Remember when Will and Jack smooched in front of Al Roker on an episode of Will & Grace that had them going to watch The Today Show to make a political statement about men kissing. It turns out that episode was inspired by a real life incident on the show in 1999 also involving Roker.
Brian Patrick Thorton recalled the lip-lock with then-boyfriend Rich on his blog. Here is part of it:
It was to be ambush theater at its best.
Rich and I were two young, hot-headed queer activists in love. We’d met in the aftermath of the terrible October 1998 Matthew Shepard political funeral, during which dozens of mourners were arrested by New York City police. Since then we’d protested other hate violence, as well as police brutality in the city.
So kissing on TV? That was nothing.
We bandied a few ideas around, including throwing the Today producers the raw meat of two military men in uniform, an idea I vetoed because my father was in the Army, and it seemed like it would muddle the issue. Were we protesting TV kisses or Don’t Ask Don’t Tell?

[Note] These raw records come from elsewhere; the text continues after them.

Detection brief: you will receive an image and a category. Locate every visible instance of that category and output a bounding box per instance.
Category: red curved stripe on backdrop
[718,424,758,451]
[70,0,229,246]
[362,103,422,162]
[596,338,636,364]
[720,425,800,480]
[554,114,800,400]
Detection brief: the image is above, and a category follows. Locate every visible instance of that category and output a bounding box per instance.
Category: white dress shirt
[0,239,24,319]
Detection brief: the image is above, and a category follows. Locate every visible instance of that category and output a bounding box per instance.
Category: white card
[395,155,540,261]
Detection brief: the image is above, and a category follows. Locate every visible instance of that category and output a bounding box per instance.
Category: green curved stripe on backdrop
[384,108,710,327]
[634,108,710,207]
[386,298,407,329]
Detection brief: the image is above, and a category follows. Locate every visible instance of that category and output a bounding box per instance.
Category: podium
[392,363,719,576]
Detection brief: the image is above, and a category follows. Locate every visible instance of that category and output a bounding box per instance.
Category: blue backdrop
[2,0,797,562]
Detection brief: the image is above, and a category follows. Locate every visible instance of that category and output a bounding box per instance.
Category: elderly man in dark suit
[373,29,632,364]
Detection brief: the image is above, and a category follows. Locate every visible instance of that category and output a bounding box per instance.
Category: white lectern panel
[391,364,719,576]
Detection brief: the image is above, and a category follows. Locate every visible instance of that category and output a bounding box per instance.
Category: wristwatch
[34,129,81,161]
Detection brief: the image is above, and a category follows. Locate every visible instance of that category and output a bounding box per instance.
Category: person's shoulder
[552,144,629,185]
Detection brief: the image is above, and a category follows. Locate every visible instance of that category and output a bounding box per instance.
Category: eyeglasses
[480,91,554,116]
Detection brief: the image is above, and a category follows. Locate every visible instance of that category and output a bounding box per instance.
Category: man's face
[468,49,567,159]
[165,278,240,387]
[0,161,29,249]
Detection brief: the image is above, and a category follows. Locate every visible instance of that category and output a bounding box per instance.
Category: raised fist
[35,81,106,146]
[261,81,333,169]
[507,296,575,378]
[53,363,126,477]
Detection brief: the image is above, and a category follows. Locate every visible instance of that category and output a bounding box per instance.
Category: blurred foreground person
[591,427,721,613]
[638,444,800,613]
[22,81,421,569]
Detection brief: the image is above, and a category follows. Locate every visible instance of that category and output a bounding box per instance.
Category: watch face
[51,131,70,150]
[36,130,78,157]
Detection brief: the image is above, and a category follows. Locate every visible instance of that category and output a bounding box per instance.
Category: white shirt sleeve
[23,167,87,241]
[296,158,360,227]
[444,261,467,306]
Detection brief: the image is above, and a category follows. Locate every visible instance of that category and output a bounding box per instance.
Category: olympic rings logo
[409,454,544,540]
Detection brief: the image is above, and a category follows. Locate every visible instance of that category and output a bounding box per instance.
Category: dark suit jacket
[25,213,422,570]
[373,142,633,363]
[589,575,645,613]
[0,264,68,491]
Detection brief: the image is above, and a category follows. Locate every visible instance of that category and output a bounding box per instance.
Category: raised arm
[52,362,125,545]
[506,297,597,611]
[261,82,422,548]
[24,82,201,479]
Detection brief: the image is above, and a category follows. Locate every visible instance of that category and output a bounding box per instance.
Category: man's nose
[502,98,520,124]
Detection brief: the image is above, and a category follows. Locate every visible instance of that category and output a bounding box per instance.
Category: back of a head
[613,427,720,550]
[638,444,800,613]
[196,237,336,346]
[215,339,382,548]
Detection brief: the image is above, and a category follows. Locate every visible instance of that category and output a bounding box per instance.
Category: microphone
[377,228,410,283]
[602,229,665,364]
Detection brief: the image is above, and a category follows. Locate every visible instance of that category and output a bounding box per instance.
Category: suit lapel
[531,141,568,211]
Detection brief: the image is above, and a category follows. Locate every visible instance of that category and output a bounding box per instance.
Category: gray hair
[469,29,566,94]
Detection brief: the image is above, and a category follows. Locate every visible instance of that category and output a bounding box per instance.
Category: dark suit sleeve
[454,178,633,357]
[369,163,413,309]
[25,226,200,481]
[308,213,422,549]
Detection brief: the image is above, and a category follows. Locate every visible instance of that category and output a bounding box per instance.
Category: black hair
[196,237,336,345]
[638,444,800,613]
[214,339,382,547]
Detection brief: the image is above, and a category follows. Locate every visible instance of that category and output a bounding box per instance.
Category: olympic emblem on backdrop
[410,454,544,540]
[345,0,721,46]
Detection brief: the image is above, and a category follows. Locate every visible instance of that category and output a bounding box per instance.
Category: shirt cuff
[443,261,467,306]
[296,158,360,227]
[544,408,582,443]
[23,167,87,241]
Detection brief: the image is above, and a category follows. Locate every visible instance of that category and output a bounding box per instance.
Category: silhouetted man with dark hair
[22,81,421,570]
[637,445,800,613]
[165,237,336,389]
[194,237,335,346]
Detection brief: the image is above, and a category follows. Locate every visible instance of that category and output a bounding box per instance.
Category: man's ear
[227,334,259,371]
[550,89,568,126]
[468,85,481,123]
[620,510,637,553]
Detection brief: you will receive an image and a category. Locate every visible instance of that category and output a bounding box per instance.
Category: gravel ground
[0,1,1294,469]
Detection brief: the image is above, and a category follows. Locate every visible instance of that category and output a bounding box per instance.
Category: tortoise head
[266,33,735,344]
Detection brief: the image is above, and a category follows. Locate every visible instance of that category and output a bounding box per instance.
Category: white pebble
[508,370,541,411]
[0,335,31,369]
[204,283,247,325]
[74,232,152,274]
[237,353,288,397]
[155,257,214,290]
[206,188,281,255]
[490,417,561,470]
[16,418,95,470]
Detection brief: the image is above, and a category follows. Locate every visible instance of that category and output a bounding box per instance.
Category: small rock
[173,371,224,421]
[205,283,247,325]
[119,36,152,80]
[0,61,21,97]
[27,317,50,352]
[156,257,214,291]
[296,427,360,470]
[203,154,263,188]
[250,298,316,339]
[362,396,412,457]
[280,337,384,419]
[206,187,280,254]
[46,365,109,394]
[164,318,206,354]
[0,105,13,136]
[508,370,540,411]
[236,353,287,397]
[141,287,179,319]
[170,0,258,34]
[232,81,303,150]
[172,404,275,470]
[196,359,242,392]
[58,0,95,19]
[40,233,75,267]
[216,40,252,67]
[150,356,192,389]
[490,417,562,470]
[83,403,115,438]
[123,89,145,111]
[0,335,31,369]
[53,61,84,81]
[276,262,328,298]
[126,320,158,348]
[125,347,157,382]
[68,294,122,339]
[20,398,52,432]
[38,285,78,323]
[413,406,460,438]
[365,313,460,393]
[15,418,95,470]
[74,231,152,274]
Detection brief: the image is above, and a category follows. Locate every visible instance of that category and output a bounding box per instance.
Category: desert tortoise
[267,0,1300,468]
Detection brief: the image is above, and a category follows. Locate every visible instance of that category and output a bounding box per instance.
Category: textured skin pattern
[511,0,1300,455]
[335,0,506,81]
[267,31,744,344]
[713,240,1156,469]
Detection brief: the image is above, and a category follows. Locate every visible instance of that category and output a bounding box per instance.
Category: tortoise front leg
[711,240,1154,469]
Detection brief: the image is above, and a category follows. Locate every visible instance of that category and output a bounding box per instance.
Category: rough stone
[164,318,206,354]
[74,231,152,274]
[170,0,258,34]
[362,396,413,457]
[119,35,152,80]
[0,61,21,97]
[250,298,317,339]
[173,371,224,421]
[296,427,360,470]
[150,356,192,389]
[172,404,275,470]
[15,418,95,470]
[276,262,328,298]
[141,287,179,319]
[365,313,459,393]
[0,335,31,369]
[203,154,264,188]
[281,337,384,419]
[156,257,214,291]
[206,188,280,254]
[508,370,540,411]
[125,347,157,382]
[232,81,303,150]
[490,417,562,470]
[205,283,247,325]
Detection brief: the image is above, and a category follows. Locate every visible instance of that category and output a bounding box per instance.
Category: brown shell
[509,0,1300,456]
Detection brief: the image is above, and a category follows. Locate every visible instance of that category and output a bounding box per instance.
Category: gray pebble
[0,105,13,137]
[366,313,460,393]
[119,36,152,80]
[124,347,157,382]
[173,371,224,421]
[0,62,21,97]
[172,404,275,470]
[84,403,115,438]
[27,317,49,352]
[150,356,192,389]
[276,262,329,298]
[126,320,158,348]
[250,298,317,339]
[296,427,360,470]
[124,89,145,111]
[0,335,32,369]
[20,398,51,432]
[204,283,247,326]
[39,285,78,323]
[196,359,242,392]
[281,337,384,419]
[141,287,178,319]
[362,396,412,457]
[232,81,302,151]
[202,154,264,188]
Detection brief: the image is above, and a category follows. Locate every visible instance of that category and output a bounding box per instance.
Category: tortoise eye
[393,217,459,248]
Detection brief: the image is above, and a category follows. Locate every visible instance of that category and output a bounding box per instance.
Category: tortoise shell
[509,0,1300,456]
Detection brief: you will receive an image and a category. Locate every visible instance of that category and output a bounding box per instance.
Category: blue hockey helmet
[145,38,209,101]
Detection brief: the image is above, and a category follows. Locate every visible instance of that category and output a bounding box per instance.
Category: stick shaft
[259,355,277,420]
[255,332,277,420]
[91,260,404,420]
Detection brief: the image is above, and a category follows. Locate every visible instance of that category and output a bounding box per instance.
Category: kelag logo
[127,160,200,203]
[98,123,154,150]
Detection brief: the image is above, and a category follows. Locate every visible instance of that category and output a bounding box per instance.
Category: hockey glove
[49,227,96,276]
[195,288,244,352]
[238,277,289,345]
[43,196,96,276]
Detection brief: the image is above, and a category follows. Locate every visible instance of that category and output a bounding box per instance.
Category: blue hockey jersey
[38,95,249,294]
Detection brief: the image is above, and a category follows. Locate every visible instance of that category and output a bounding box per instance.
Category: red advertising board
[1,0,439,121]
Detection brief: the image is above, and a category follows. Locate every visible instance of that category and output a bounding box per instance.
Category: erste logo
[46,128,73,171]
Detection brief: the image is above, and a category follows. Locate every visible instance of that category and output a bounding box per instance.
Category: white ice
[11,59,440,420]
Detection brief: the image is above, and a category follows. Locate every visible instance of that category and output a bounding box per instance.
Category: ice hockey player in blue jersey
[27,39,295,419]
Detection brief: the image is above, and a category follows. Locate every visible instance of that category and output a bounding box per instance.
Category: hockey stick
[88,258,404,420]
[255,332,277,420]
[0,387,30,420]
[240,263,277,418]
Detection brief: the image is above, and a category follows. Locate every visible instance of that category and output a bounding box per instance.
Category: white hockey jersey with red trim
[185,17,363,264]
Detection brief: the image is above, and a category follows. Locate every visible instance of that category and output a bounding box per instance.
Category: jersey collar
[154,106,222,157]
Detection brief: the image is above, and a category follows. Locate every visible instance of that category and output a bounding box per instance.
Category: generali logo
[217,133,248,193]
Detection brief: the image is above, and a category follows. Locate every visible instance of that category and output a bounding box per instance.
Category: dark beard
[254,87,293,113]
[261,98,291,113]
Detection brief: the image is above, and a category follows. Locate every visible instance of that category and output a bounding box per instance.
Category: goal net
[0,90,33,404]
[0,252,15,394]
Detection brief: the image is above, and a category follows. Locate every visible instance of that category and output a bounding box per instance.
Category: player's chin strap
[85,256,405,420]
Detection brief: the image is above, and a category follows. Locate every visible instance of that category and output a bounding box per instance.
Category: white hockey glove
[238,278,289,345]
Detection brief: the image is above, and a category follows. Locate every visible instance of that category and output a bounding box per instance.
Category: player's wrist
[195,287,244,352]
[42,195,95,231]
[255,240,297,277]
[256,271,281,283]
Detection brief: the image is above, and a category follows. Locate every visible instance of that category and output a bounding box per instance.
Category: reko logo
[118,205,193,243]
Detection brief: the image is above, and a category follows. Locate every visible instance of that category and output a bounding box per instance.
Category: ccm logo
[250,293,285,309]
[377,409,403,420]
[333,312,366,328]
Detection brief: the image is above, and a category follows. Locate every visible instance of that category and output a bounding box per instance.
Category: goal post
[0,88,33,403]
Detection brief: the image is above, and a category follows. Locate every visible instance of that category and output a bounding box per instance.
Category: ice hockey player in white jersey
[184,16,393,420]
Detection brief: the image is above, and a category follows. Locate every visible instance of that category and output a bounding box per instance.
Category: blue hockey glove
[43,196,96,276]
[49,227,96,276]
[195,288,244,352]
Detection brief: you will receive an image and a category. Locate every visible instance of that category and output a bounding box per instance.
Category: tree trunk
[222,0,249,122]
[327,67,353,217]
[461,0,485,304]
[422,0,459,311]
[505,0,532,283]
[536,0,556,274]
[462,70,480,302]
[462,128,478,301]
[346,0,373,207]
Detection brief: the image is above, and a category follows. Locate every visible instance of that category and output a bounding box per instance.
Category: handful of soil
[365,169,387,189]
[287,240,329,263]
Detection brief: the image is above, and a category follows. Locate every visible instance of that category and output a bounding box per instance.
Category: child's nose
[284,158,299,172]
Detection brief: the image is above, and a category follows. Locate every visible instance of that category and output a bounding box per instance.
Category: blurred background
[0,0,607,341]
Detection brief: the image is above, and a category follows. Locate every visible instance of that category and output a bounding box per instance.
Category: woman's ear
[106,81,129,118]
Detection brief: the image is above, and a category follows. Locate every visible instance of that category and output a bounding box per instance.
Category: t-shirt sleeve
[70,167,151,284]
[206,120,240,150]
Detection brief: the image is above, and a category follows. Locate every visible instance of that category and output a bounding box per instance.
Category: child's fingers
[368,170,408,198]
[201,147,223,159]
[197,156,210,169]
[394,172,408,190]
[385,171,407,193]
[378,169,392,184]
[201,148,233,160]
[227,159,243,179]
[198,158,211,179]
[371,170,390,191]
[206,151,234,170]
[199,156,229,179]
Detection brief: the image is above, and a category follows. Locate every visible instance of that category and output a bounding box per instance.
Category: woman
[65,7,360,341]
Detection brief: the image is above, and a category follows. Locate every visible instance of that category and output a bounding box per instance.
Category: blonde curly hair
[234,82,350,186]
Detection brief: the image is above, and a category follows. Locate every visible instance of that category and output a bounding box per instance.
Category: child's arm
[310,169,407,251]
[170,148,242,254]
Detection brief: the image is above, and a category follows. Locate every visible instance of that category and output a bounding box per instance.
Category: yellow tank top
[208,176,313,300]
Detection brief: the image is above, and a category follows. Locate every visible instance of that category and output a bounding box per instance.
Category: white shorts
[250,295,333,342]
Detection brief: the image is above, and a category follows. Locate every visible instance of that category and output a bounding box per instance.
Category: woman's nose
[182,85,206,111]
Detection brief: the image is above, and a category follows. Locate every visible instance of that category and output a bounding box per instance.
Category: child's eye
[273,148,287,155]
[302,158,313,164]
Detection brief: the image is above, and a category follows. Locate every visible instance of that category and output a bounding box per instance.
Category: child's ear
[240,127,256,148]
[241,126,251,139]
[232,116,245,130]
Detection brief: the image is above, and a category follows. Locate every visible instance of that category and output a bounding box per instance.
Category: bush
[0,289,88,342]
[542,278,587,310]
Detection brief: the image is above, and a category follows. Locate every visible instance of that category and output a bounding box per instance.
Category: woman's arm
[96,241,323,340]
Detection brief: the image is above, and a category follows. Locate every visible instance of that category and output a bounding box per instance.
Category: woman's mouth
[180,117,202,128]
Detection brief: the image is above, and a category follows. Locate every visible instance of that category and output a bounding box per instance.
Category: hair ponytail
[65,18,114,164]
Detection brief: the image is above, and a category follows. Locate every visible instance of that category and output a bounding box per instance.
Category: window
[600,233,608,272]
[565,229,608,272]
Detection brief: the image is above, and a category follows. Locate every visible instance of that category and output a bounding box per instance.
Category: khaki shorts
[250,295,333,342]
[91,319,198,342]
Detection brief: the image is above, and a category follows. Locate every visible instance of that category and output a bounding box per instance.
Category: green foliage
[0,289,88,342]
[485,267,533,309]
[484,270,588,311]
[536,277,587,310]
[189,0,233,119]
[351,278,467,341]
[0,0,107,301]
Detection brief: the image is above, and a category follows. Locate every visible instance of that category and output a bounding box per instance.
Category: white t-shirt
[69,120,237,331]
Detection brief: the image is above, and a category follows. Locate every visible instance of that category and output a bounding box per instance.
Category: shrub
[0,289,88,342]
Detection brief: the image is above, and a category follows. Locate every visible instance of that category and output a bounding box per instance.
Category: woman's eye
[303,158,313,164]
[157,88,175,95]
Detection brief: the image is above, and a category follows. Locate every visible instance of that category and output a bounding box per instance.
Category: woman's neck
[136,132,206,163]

We finally settled on the live-TV bait that is a marriage proposal, which is how that Monday morning at 6 a.m., we were standing in the Rockefeller Plaza with a sign that read: “Jill, Will U Marry Me?” The outdoor producer loved the idea of a man proposing to his girlfriend back in Ohio, and sprinted inside to run it by the higher-ups.
But that morning, the first three Al Roker weather segments passed us over. We thought they must have figured us out as homos, despite our wearing our most heterosexual outfits. (Mine included an ill-fitting Structure polo shirt.)
But then, in the 8:30 half-hour, Roker walked over to a couple celebrating a milestone wedding anniversary. What’s your secret, he asked. Pray, the husband answered.
That finished, Roker barreled down the line of gathered fans, proclaiming that there was a guy who had something to ask. And with that, the camera and microphone were thrust in Rich’s and my faces.
“Jill, I’ve got something I have to tell you,” I stammered. “I’m so happy that I love … Rich!”
And with that, I turned to Rich, and we mashed our lips together in what is possibly the most awkwardly fashioned kiss in TV history. But it was history: the first (real) gay-male kiss broadcast in the U.S.